Humanoid robot awaits ChatGPT moment

This article is machine translated

Show original

The AI wave continues to surge.

The robotics sector is a prime example. The 2025 China Robotics Industry Development Conference, hosted by the China Machinery Industry Federation and other organizations, recently held a press conference. Data released at the conference showed that the domestic robotics industry is experiencing rapid growth, with revenue increasing from 106.1 billion yuan in 2020 to 237.89 billion yuan in 2024. In the first three quarters of 2025, the domestic robotics industry's revenue increased by 29.5% year-on-year, with industrial robot production reaching 595,000 units and service robot production reaching 13.5 million sets. Both industrial robot and service robot production have already exceeded the total for 2024.

As a key carrier and core application area of AI, robots are injecting new momentum into industrial transformation. This trend is more commonly described as "embodied intelligence," which refers to intelligent agents with physical bodies capable of performing tasks in the real world through perception, decision-making, and interaction, and continuously evolving through interaction with their environment. Embodied intelligence is already driving technology from algorithmic models to the real world, thereby expanding the boundaries of AI applications and exploring more possibilities for achieving general AI.

By definition, embodied intelligence encompasses not only humanoid or other forms of robots, but also drones and smart cars equipped with AI models. Within embodied intelligence, the humanoid robot sector is particularly noteworthy. From overseas giants like Figure AI and Tesla to domestic companies like Unitree Robotics and Logic Robotics, global innovation is driving the industry forward at a rapid pace, constantly pushing the boundaries of innovation.

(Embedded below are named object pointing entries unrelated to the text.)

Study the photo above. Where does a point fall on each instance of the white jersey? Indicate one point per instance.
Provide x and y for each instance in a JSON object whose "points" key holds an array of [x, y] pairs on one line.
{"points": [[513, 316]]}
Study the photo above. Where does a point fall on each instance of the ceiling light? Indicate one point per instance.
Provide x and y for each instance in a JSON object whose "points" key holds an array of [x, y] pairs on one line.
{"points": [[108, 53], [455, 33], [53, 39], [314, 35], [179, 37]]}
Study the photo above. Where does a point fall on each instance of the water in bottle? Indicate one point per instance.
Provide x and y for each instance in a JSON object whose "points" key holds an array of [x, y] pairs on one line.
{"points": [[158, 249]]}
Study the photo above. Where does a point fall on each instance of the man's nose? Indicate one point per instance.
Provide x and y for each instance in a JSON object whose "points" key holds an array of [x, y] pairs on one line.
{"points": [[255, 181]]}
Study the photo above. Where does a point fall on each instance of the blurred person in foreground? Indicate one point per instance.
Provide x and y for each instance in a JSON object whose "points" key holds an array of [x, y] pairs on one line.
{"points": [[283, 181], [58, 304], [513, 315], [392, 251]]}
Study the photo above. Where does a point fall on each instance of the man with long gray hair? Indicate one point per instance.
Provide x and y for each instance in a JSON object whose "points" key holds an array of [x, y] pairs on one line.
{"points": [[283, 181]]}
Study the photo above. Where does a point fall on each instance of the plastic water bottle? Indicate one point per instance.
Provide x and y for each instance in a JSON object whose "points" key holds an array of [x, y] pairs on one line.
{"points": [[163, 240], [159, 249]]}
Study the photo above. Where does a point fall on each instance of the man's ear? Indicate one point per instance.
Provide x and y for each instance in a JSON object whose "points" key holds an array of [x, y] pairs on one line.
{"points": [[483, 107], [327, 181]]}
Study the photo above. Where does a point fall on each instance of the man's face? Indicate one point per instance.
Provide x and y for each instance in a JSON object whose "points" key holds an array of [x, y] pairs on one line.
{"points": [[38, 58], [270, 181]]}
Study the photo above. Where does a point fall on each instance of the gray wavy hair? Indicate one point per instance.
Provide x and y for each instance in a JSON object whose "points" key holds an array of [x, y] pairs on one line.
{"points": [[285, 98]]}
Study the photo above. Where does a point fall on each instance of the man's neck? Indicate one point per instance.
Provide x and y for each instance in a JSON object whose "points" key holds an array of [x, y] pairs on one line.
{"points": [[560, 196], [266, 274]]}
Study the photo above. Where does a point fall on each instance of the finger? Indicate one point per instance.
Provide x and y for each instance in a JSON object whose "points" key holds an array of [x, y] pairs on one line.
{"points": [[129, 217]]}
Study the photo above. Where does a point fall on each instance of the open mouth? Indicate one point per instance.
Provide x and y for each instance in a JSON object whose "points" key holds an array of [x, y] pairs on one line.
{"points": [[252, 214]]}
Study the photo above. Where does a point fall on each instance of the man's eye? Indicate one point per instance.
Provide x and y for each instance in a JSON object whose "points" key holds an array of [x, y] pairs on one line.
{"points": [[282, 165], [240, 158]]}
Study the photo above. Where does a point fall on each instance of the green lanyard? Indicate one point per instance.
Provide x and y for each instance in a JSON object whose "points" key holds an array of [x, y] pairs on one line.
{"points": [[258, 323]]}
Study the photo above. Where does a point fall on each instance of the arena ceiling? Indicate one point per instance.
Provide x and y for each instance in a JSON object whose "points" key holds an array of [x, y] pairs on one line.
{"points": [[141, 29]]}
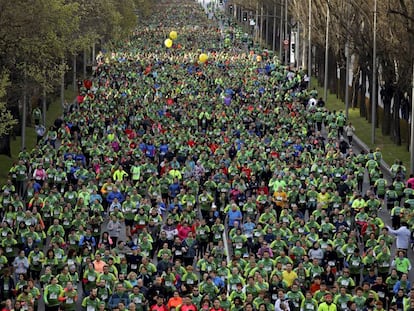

On October 29, 2025, Norwegian technology company 1X released its home humanoid robot NEO, opening pre-orders for approximately $20,000 (approximately RMB 142,000) or a monthly subscription fee of $499 (approximately RMB 3,500), with delivery planned for 2026. Meanwhile, Unitree Robotics brought its humanoid robot to the "Double Eleven" shopping festival, selling it on JD.com for RMB 29,900.

Since ChatGPT ignited the global AI craze in November 2022, AI has rapidly entered the public eye, transforming from an unattainable high-end technology into a tool that everyone can use. According to the "Generative Artificial Intelligence Application Development Report (2025)" released by CNNIC (China Internet Network Information Center), as of June 2025, the number of generative AI users in China had reached 515 million, with a penetration rate of 36.5%.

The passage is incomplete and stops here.